Silver Oak’s most recently constructed, facility is a 110,000-sq-ft production facility and tasting room, located in Healdsburg (Alexander Valley), Calif., that began operationsin 2017. It is the first new production winery to be designated LEED platinum, and is now being considered for an even more exacting certification by the Living Building Challenge, which will be determined in early 2020. (Silver Oak’s other facility, in Oakville, Calif., was the first retrofit winery to achieve LEED platinum.)

To meet the Living Building Challenge (becoming the first winery to do so), Silver Oak chose two Mayekawa water-source CO2 heat pumps (each providing up to 146.2 MBH on the hot side, with an average heating COP of 2.1), as well as a solar thermal heating system, in lieu of a traditional boiler system. The Living Building Challenge precludes combustion heating, but the winery was granted an exception to use a propane-fired boiler as a supplemental heating source during the harvest system (roughly August to November) when there is peak hot water demand.

“We’re very invested in creating a system that has very little impact on global warming,” said Haley Duncan, Silver Oak’s project manager. “That’s our motivation.”

“Silver Oak made it clear early in the design process that they wanted to be the greenest winery in the world,” said Andy Souza, licensed mechanical engineer and project manager for TEP Engineering, Santa Rosa, Calif. He worked with TEP Engineering president Rob Main on the design of the production facilities’ water heating systems heating system at Silver Oak’s Healdsburg facility.

The water heating system, supported by 2,595 solar voltaic panels and 48 solar thermal collectors across three building rooftops and the two CO2 heat pumps, is designed to produce outlet hot water temperatures around 140°F that is used for barrel washing, fermentation tank cleaning, floor and equipment washdown. “Everything in a winery needs to be incredibly clean and sanitized,” noted Duncan.

The facility also employs a membrane bioreactor to collect, clean and recycle the winery’s process wastewater and turn it into essentially potable recycled water that can be used in floor rinsing and the initial washdown of barreld and tanks. This process vastly reduces Silver Oak’s water usage.

The heat pumps and solar thermal systems handle two separate water flows for winery uses – one for recycled process water, which does most of the initial cleaning, and one for potable (not recycled) process water that is used for final rinse and washdown.

Domestic hot water, for the tasting room, employee showers and administration restrooms, is generated only by the solar thermal water heating system, with back up from a solar-powered electric water heater. There is also a separate glycol water flow used for heating and cooling of the fermentation tanks and barrel rooms, The heat pumps provide both the heating and cooling,  with excess cooling rejected outdoors.

Initially, the incoming well water (about 50°F) is preheated by the heat exchanger coils inside of a large solar water thermal tank. “It would be ideal if we could get 140°F water out of the solar tank all year long,” said Souza. (Recently, the solar tank water reached 151°F.)
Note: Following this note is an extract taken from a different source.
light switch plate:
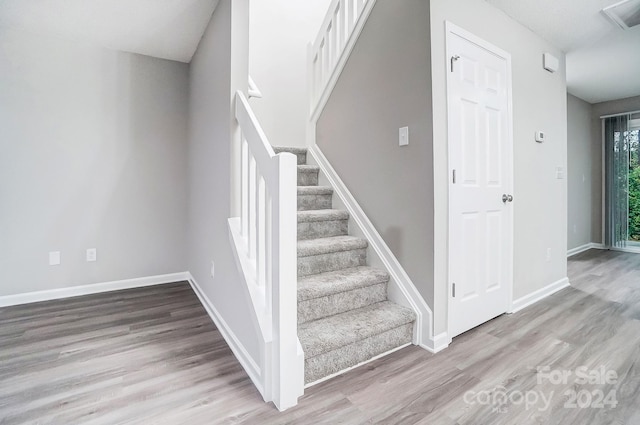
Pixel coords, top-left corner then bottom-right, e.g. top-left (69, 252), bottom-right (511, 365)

After the solar thermal heating process, the recycled water and the potable process water can pick up additional heat as needed via a separate heat exchanger fed by hot water from the CO2 heat pumps, which raises the water temperature to 194°F. The extra heat is required when the solar thermal tank is not producing outlet temperatures of 140°F

These water heating systems are managed by an elaborate building management system that logs data on water usage and sends out alertsto maintenance staff if something is amiss.
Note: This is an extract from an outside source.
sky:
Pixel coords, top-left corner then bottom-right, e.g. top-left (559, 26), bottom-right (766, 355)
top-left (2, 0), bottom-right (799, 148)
The equipment and installation cost of the systems was more than a conventional boiler setup, Duncan noted. But Silver Oaks cut its energy costs dramatically last year at the Healdsburg facility by generating 86% of its electricity from the solar panels; overall it achieved a 73.7% energy cost savings compared to similar buildings, said Duncan. With additional panels installed at a nearby warehouse, Silver Oak will be producing more than 105% of its energy from solar energy by the end of 2019, which is another requirement of the Living Building Challenge.
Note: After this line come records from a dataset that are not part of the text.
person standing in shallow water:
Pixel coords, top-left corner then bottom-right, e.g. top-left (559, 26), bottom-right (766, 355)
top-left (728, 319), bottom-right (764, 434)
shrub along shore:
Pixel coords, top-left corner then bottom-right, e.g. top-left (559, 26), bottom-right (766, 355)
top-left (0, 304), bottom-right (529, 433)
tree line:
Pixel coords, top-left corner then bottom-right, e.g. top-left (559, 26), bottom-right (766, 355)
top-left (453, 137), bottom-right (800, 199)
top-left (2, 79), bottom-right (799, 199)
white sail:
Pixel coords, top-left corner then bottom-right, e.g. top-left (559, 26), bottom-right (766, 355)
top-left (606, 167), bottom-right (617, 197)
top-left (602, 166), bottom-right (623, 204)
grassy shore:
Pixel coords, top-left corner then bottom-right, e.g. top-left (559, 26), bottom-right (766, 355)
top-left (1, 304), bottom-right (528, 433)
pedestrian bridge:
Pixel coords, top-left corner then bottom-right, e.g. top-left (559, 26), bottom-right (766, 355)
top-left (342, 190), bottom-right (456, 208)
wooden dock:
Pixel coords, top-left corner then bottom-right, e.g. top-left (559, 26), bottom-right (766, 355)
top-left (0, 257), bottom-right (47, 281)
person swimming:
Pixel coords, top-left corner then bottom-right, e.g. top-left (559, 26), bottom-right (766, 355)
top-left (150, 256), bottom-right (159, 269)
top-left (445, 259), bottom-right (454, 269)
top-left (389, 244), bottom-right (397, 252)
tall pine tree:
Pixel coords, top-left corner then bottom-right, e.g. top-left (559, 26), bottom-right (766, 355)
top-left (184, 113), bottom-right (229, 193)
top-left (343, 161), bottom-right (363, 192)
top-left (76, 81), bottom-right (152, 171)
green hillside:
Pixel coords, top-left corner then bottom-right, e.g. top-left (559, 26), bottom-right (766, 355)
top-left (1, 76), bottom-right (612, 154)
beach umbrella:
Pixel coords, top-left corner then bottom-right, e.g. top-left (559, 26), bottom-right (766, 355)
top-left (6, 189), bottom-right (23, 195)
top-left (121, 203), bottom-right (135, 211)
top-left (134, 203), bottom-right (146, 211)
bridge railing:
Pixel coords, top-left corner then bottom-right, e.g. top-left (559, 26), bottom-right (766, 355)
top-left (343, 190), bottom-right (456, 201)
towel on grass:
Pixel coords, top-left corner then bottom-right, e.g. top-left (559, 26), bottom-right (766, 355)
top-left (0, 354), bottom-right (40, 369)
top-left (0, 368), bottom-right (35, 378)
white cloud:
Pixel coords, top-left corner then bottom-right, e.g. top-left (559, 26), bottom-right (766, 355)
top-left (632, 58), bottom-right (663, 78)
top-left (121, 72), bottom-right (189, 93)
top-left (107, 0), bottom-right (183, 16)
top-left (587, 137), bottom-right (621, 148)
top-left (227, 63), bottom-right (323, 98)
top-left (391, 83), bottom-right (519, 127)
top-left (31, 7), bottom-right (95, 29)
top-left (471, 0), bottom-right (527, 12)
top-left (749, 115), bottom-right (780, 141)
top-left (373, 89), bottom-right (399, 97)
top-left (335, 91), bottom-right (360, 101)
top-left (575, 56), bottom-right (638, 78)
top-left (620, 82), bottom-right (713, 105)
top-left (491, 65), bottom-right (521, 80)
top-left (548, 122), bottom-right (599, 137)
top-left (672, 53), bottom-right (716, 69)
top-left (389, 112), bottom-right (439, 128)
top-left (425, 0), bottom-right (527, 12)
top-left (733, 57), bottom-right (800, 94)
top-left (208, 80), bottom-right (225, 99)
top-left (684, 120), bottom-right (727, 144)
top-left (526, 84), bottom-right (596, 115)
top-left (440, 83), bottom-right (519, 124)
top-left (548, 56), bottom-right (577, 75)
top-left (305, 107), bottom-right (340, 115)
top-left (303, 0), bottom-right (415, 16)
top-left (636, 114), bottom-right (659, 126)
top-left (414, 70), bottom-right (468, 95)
The elaborate hot-water system design “is the first combined solar thermal and CO2  heat pump system ] has ever been done that I’m aware of,” said Souza. “It’s one of the most complex projects I’ve worked on.”

Duncan acknowledged that it took a while to get used to the complexity of the water heating system. “It was a big learning curve,” she said. “But, overall, it has worked well for us.”

“Silver Oak made it clear early in the design process that they wanted to be the greenest winery in the world.”